Letter to the Editor

June 2010

Peter puts a different point of view to Cyril Marsters letter in the last edition

Letter to the Editor.

Dear Ray,

As a brief explanation in response to Cyril Masters may I use a few lines of the pump again, to expand my aside.

Taking a rough cut of the numbers involved...11 M people in a 'non-garden' position of residence divide by two to be realistic on a family basis then multiply the energy and resources to produce 5 million or so new Forks, Hoes, Rakes, Spades, Water-Cans and or Hose-Pipes, Buckets, Wheelbarrows etc., and you have a massive increase in pollutants from China / Korea, or wherever these items are made plus of course the transport from factory to eventual home. I suspect several (perhaps many) years will have to pass before any 'green' saving is to emerge.

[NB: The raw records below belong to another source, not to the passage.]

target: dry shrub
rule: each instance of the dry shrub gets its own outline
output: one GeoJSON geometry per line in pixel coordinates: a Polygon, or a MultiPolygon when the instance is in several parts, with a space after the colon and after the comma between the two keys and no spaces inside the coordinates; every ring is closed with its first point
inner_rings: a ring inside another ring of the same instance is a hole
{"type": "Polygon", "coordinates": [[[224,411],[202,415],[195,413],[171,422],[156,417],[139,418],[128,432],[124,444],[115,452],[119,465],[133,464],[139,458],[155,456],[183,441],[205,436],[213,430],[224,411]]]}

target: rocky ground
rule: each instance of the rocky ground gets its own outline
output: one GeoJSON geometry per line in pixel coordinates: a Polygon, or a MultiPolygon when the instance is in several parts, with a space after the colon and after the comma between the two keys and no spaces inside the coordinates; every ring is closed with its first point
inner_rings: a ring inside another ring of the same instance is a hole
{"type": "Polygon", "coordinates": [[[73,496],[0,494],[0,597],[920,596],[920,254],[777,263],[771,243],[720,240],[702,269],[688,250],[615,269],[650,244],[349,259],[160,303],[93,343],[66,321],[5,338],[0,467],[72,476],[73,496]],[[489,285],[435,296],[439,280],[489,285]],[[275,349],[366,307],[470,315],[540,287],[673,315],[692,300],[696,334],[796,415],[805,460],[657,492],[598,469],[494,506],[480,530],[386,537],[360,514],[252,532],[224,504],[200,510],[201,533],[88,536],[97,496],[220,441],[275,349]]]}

Add to that the fact that a farm uses X tonnes of chemicals to grow say 100 acres of product, delivered in one drop, un-packaged, in bulk to be used. Small time growing Gardens, allotments etc., would need the same product in brightly printed 1Kg boxes, with plastic sachets ...again all printed, all palletised and all delivered to hundreds of Garden Centres all over the country, then collected by millions of car driving gardeners for use on their own plot.

(repeat again and again for slug pellets, ant dispersant, gro-more etc,) I just don't see a 'green' saving...in fact I could easily imagine a deficit of large, on-going and growing proportions, particularly if it is successful and the Garden Centres and manage to convince these home gardeners that flies, wasps, moles etc., etc are a real danger to their soil and need added specialised packets of 'treatment' to eradicate them.

The food supply 'Dig for Victory' in WWII was of course a great morale booster, like the 'Pots and Pans for Spitfires', metal collections...which as we now all realise could never have built a Spitfire due to quality problems of re-cycled, commercial grade, aluminium. Was the vegetable front similarly faulty?...I personally think not, but it must not be forgotten that many hundreds of thousands of suburban gardens went from flowers to potatoes... open amenity land went to food cultivation and animal rearing, as did other 'out of useful use' areas of 'unused' land. Allotments, though very useful, were just a part of a much bigger picture.

I personally suspect that we could do more for our planet in this area by eliminating the millions of tons of food wasted annually, that I believe ends up in land fill sites...which is of course another subject altogether.